Para Knight, sua primeira lembrança de Poulin veio nos Jogos de Inverno de 2010 em Vancouver.
“Ela se soltou no empate e foi para o fundo da nossa rede bem rápido”, disse Knight sobre Poulin marcando seu segundo gol na vitória do Canadá por 2 a 0. “Nós abandonamos o centro para ela e eu fico tipo, ‘Oh, meu Deus, aqui vamos nós.'”
Elas estão nisso desde então, até mesmo passando uma temporada como companheiras de equipe em Montreal na agora extinta Liga Canadense de Hóquei Feminino.
Seus legados incluem desempenhar um papel central no crescimento do hóquei feminino e ajudar a estabelecer a Liga Profissional de Hóquei Feminino. A liga, agora em seu terceiro ano, passou de seis para oito times nesta temporada, com mais expansão no horizonte.
“Ambos são lendas”, disse Jayna Hefford, executiva da PWHL, membro do Hockey Hall of Famer. “Acho que é um momento especial para o hóquei feminino ter as duas se enfrentando talvez uma última vez.
Knight já encontrou paz ao convocar essas Olimpíadas finais. Mesmo assim, ela continua dando dicas que sugerem uma possível mudança de ideia.
“A menos que você me convença do contrário”, disse Knight em novembro, quando questionada se ela poderia recuperar a perna. “Sim, talvez. Veremos.”
Localizado em Seattle
Dois meses depois, enquanto promovia o chocolate Hershey’s, Knight descreveu com entusiasmo a recepção eletrizante que a PWHL recebeu durante sua primeira temporada em Seattle.
“Isso definitivamente lhe dá uma nova vida, um novo fôlego”, disse ela à Associated Press. “É realmente emocionante e só me faz querer jogar ainda mais.”

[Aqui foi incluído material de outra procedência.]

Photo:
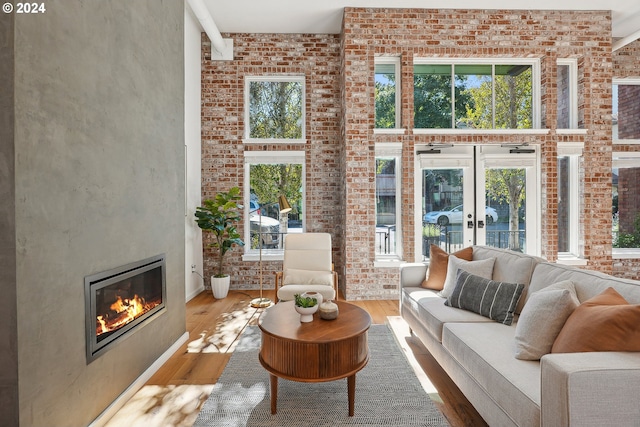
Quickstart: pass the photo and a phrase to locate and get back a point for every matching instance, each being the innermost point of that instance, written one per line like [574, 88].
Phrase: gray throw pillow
[542, 318]
[495, 300]
[482, 268]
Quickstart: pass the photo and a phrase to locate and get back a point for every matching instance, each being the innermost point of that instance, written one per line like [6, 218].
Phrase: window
[269, 175]
[567, 111]
[626, 201]
[626, 110]
[388, 200]
[387, 93]
[275, 108]
[475, 95]
[568, 215]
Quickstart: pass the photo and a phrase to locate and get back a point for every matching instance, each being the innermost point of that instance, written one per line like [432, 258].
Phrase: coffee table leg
[274, 393]
[351, 391]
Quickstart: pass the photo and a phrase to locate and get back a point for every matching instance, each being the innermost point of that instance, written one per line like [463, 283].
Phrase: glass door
[476, 195]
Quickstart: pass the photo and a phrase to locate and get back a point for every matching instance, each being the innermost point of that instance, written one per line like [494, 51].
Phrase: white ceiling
[325, 16]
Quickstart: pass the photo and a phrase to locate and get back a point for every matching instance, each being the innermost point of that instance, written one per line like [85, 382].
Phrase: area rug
[387, 392]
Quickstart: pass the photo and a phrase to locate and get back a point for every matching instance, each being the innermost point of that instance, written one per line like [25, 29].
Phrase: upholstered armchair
[307, 267]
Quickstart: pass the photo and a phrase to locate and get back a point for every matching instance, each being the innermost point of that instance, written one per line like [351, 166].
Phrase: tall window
[269, 175]
[474, 95]
[388, 200]
[387, 93]
[626, 200]
[567, 94]
[275, 108]
[626, 110]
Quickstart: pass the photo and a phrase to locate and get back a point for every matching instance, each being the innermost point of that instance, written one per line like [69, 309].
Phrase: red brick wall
[340, 105]
[317, 57]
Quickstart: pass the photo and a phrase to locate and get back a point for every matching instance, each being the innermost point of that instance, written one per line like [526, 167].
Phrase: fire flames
[124, 311]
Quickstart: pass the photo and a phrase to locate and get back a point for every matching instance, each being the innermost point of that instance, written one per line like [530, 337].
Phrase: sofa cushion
[495, 300]
[485, 351]
[438, 263]
[294, 276]
[510, 266]
[429, 309]
[482, 268]
[542, 319]
[606, 322]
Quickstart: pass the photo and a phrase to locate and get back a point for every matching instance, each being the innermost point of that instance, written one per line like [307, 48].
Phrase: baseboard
[126, 395]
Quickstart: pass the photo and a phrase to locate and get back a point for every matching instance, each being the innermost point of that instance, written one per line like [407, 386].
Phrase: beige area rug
[388, 393]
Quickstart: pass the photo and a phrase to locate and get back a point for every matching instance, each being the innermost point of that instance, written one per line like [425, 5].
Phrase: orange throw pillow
[438, 263]
[606, 322]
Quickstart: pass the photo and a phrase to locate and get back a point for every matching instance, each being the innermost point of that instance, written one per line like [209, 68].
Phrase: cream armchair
[307, 267]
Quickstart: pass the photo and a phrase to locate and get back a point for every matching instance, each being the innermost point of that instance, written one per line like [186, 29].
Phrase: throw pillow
[495, 300]
[294, 276]
[606, 322]
[482, 268]
[438, 262]
[542, 318]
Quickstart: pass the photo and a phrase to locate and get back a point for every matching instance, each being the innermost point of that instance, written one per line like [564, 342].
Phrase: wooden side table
[318, 351]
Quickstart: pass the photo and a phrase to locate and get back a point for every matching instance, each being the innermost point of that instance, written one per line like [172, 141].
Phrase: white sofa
[562, 389]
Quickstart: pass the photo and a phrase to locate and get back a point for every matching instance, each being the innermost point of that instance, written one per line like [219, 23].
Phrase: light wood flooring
[174, 395]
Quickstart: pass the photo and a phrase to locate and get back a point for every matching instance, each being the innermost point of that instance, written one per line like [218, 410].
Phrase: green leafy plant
[305, 302]
[219, 217]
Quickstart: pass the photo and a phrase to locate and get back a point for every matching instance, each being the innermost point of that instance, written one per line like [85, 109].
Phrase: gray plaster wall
[8, 308]
[99, 183]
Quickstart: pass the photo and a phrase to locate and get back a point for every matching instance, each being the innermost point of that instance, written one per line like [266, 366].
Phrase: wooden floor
[174, 395]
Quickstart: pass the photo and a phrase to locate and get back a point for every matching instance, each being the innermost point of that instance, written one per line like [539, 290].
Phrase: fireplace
[121, 300]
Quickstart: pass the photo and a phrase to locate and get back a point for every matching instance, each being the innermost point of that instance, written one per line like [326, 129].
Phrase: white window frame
[393, 150]
[572, 63]
[536, 100]
[625, 82]
[395, 61]
[293, 78]
[573, 150]
[622, 160]
[267, 157]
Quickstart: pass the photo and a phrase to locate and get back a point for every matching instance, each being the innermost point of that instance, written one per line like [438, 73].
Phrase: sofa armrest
[412, 274]
[590, 389]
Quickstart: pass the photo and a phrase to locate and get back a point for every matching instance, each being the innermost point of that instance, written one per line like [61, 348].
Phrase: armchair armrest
[412, 274]
[590, 389]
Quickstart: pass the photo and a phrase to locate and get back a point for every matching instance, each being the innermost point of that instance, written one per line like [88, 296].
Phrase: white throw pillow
[542, 318]
[293, 276]
[482, 268]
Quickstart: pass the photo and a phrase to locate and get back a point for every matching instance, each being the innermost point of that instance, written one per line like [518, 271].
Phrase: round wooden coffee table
[321, 350]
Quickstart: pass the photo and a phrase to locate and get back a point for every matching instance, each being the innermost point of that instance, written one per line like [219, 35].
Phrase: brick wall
[317, 58]
[340, 150]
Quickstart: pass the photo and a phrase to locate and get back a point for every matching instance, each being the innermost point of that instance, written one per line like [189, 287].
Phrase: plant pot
[306, 313]
[220, 286]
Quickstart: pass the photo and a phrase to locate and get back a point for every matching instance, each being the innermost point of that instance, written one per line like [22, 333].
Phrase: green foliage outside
[275, 110]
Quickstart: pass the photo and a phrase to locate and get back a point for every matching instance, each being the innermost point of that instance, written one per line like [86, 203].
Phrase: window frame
[395, 61]
[573, 150]
[572, 63]
[268, 157]
[536, 101]
[623, 82]
[392, 150]
[622, 159]
[278, 78]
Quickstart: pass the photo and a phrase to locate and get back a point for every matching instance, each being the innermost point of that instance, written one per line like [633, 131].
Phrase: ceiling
[325, 16]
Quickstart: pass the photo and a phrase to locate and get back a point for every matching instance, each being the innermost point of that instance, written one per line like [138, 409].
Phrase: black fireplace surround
[121, 300]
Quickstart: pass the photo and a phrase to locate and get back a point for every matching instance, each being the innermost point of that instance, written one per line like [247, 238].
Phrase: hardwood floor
[174, 394]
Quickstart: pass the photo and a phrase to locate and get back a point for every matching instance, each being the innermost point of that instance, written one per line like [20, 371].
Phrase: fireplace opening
[120, 300]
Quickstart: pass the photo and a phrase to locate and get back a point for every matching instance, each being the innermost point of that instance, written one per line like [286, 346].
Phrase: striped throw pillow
[495, 300]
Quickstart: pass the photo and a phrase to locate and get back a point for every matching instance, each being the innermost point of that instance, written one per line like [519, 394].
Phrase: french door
[484, 195]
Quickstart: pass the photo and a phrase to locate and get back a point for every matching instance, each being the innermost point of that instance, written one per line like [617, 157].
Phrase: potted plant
[305, 306]
[219, 217]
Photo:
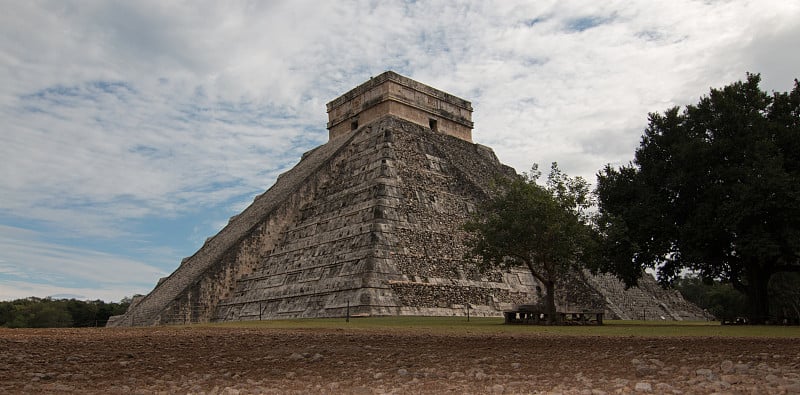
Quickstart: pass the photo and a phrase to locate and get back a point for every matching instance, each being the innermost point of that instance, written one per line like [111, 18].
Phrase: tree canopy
[56, 313]
[713, 189]
[543, 228]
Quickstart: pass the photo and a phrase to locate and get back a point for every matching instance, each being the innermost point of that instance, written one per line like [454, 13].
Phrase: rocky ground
[240, 361]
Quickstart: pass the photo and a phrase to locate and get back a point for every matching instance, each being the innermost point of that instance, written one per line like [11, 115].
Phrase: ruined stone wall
[440, 181]
[647, 301]
[380, 230]
[205, 264]
[391, 93]
[326, 258]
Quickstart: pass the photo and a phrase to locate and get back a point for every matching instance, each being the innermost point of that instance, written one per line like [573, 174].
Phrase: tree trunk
[550, 299]
[758, 294]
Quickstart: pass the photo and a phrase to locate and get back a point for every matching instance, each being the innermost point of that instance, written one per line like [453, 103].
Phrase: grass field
[482, 325]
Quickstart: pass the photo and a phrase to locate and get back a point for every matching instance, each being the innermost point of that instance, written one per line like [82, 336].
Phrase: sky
[130, 131]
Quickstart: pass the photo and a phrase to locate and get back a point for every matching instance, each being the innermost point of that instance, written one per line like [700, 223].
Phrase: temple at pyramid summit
[369, 224]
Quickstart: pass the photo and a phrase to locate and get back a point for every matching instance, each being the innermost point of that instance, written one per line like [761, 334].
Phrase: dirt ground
[239, 361]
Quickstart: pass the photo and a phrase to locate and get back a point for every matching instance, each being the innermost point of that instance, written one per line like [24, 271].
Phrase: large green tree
[714, 189]
[543, 228]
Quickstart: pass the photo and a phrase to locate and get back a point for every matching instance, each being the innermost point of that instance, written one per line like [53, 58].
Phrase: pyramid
[368, 224]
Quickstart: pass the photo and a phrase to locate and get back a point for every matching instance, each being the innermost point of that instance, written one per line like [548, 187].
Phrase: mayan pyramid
[366, 224]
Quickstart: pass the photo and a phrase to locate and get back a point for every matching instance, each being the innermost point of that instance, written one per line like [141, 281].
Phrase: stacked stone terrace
[369, 223]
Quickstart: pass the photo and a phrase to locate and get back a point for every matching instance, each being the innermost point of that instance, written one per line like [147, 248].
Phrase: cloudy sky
[132, 130]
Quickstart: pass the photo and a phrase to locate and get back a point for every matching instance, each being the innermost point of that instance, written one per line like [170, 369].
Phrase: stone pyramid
[366, 224]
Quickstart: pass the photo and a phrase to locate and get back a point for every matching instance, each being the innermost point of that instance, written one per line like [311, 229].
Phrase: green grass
[482, 325]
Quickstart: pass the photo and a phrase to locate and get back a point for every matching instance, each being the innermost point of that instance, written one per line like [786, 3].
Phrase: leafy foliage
[545, 229]
[56, 313]
[714, 189]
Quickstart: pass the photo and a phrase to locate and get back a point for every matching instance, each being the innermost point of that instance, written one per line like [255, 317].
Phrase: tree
[713, 189]
[542, 228]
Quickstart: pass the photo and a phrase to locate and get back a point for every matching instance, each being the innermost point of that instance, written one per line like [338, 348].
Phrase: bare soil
[237, 361]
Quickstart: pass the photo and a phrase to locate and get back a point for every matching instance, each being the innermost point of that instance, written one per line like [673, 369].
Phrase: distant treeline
[58, 313]
[725, 302]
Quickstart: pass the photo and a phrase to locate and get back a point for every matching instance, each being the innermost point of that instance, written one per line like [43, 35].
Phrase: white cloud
[27, 263]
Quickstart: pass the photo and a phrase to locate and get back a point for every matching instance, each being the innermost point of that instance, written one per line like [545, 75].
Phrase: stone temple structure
[370, 223]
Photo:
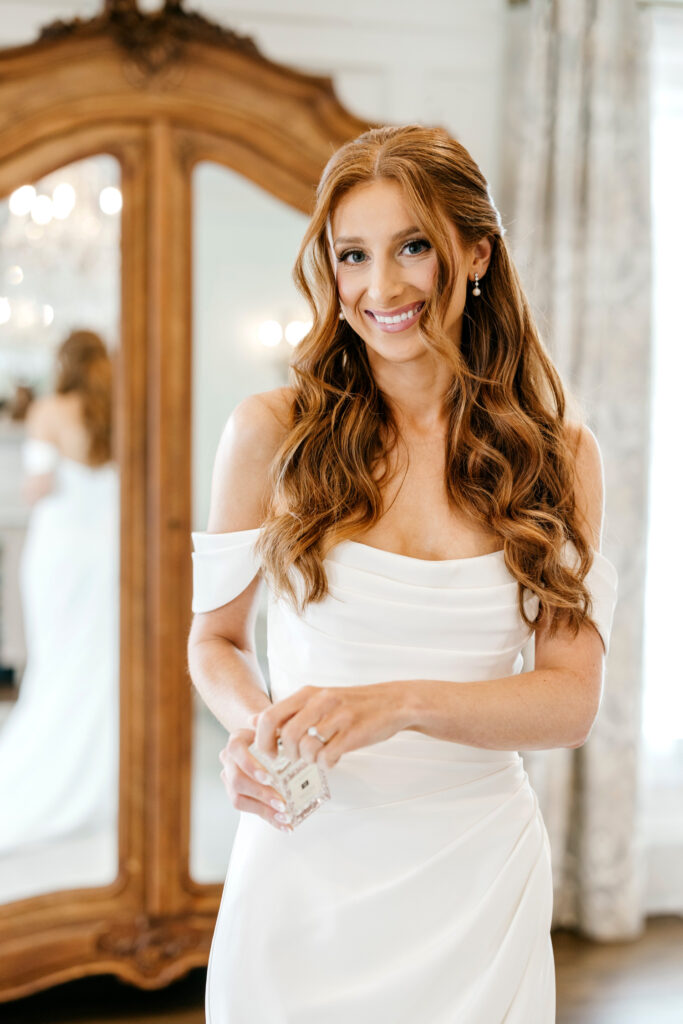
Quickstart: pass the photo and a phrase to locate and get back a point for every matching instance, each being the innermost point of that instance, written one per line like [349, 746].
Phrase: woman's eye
[344, 258]
[418, 242]
[350, 252]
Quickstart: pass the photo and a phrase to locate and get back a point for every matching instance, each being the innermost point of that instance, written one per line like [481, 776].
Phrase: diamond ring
[312, 731]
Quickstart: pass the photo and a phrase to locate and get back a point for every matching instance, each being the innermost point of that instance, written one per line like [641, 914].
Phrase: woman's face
[385, 268]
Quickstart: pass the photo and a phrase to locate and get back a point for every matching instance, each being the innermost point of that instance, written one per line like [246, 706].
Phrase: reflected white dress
[421, 893]
[58, 747]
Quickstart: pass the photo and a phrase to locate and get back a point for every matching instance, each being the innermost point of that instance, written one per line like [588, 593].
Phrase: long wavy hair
[510, 455]
[84, 366]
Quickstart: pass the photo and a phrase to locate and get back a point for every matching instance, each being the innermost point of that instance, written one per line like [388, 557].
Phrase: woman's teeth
[400, 317]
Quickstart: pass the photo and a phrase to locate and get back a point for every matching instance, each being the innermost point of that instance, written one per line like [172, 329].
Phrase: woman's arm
[221, 657]
[39, 426]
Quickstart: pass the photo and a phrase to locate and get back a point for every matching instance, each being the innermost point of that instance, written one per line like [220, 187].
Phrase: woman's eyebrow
[394, 238]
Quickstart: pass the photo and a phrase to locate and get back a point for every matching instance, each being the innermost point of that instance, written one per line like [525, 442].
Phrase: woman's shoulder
[42, 418]
[254, 431]
[264, 416]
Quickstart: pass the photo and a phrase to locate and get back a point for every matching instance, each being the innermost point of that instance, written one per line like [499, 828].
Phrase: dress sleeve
[38, 457]
[602, 583]
[223, 565]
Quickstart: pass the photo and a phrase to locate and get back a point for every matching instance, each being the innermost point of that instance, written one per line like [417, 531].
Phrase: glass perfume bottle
[302, 786]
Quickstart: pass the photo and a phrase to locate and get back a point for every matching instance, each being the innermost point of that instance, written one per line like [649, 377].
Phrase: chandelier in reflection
[59, 265]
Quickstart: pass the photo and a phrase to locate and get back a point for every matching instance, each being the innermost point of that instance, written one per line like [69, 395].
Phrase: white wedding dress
[421, 893]
[58, 748]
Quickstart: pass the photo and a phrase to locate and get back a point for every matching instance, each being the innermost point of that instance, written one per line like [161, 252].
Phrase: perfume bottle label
[304, 786]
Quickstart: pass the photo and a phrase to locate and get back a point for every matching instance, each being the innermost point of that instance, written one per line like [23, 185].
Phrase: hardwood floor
[619, 983]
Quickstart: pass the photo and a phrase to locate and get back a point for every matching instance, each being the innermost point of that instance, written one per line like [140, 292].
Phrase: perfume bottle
[302, 786]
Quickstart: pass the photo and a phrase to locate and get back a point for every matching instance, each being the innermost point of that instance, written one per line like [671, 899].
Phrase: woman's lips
[402, 325]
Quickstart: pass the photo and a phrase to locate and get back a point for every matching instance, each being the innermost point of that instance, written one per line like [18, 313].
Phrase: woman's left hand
[349, 717]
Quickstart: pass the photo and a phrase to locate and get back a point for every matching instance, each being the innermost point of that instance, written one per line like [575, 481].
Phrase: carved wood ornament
[159, 92]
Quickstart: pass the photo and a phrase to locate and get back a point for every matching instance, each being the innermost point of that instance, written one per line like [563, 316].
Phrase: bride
[58, 747]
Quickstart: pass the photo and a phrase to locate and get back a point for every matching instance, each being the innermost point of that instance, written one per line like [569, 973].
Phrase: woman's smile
[403, 318]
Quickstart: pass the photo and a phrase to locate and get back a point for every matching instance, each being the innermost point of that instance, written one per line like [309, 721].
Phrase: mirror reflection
[58, 530]
[248, 315]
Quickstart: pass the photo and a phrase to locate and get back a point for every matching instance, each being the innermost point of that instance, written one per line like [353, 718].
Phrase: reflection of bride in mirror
[58, 749]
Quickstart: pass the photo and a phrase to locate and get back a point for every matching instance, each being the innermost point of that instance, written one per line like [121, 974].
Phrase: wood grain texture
[159, 92]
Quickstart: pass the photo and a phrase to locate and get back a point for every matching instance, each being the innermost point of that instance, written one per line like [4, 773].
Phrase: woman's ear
[481, 253]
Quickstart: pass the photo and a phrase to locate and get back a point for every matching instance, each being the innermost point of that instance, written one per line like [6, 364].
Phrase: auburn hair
[84, 366]
[510, 451]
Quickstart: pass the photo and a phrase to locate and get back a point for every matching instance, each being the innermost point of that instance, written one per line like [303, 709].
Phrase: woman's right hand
[247, 782]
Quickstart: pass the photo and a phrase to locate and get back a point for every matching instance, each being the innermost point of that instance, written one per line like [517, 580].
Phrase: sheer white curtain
[662, 761]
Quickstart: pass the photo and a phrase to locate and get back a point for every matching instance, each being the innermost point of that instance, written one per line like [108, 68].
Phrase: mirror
[247, 316]
[59, 324]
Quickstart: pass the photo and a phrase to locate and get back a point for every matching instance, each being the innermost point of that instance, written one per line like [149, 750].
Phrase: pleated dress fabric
[421, 893]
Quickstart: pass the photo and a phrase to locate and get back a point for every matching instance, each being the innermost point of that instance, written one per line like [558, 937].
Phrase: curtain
[575, 171]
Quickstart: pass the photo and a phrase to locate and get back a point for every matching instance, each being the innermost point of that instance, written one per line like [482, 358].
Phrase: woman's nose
[384, 283]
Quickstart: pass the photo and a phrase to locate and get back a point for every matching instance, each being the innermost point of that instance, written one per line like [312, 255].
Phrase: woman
[58, 764]
[420, 507]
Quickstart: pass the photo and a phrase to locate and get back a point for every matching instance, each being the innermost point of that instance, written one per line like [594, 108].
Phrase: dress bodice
[388, 615]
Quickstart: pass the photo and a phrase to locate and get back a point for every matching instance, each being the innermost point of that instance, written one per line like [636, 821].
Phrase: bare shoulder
[42, 418]
[251, 438]
[589, 481]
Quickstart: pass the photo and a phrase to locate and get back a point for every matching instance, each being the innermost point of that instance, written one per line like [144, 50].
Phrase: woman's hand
[248, 783]
[349, 717]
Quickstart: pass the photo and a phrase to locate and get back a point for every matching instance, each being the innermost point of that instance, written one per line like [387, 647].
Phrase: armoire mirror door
[163, 94]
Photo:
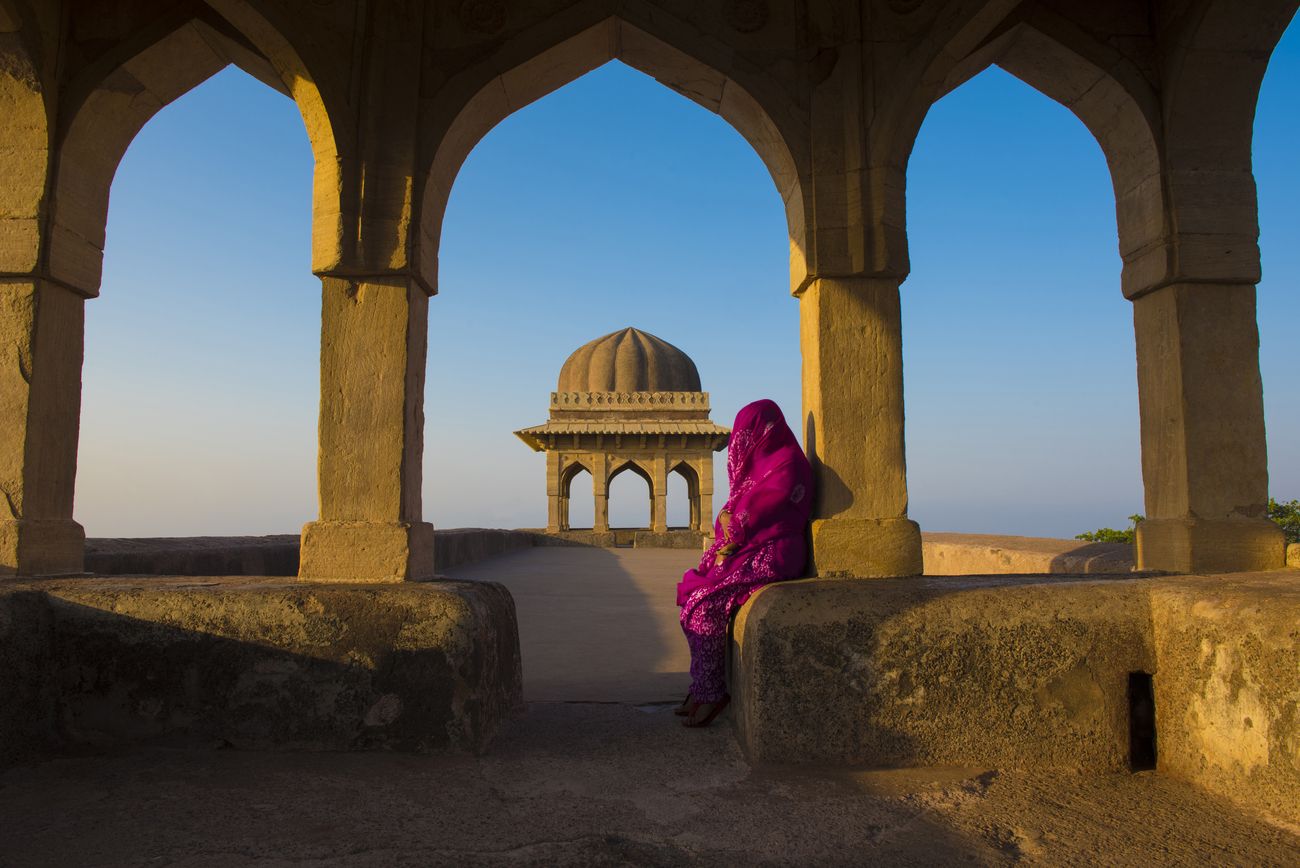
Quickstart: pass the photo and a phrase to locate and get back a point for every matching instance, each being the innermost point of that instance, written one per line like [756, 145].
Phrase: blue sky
[615, 202]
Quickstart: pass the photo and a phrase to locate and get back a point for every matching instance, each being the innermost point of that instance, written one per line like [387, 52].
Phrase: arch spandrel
[540, 61]
[109, 102]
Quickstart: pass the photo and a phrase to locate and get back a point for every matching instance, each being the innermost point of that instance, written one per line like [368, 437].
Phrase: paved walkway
[610, 781]
[596, 624]
[577, 784]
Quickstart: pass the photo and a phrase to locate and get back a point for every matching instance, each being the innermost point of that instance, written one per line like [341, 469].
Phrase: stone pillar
[659, 494]
[1203, 445]
[373, 341]
[601, 491]
[42, 328]
[555, 512]
[705, 504]
[853, 422]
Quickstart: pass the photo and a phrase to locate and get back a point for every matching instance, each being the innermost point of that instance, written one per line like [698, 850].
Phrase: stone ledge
[996, 555]
[258, 663]
[1028, 672]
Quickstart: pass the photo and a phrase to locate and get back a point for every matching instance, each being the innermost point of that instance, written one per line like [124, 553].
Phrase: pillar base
[1209, 546]
[866, 547]
[367, 551]
[42, 547]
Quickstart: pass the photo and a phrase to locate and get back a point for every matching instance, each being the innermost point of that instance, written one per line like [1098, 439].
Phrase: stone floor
[596, 624]
[607, 777]
[599, 784]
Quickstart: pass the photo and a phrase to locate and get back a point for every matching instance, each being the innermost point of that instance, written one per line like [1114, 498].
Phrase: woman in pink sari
[758, 538]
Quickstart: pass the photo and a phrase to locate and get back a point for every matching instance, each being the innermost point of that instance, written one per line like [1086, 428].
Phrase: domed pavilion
[629, 402]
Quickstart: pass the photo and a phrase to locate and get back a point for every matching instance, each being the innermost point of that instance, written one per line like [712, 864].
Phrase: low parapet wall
[996, 555]
[1030, 672]
[274, 555]
[277, 555]
[259, 663]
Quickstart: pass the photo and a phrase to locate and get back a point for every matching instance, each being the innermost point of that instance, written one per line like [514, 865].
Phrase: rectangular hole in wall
[1142, 721]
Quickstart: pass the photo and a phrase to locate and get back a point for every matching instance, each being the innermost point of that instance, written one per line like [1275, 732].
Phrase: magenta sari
[770, 502]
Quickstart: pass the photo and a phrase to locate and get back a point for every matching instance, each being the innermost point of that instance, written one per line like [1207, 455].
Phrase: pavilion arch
[24, 146]
[567, 476]
[1112, 100]
[111, 103]
[523, 73]
[635, 467]
[687, 472]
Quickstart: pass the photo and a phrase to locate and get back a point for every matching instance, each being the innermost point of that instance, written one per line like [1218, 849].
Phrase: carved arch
[24, 146]
[108, 104]
[523, 72]
[1104, 91]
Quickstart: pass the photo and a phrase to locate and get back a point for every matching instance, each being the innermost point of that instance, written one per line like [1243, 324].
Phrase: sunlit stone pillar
[554, 506]
[853, 425]
[659, 495]
[601, 491]
[42, 328]
[705, 498]
[1203, 445]
[373, 341]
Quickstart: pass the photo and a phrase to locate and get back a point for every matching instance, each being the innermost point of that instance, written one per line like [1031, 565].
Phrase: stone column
[373, 341]
[601, 491]
[555, 513]
[1203, 445]
[705, 508]
[853, 424]
[659, 494]
[42, 333]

Ela não perdeu o toque de pontuação. Na última temporada em Boston, Knight terminou empatado na liderança da PWHL com 29 pontos. Nesta temporada, ela tem dois gols e nove pontos em 13 jogos.
Poulin estava entre os que duvidavam, dizendo: “Veremos”, para ver se estas poderiam ser as últimas Olimpíadas de Knight.
A admiração de Poulin não está em questão.
“Ela sempre cumpriu os mais altos padrões. E fez isso com grande profissionalismo e graça”, disse Poulin. “Ela quer deixar o esporte em um lugar melhor e conseguiu. E espero que ela consiga terminar de cabeça erguida.”
O escritor da AP Hockey, Stephen Whyno, contribuiu para este relatório.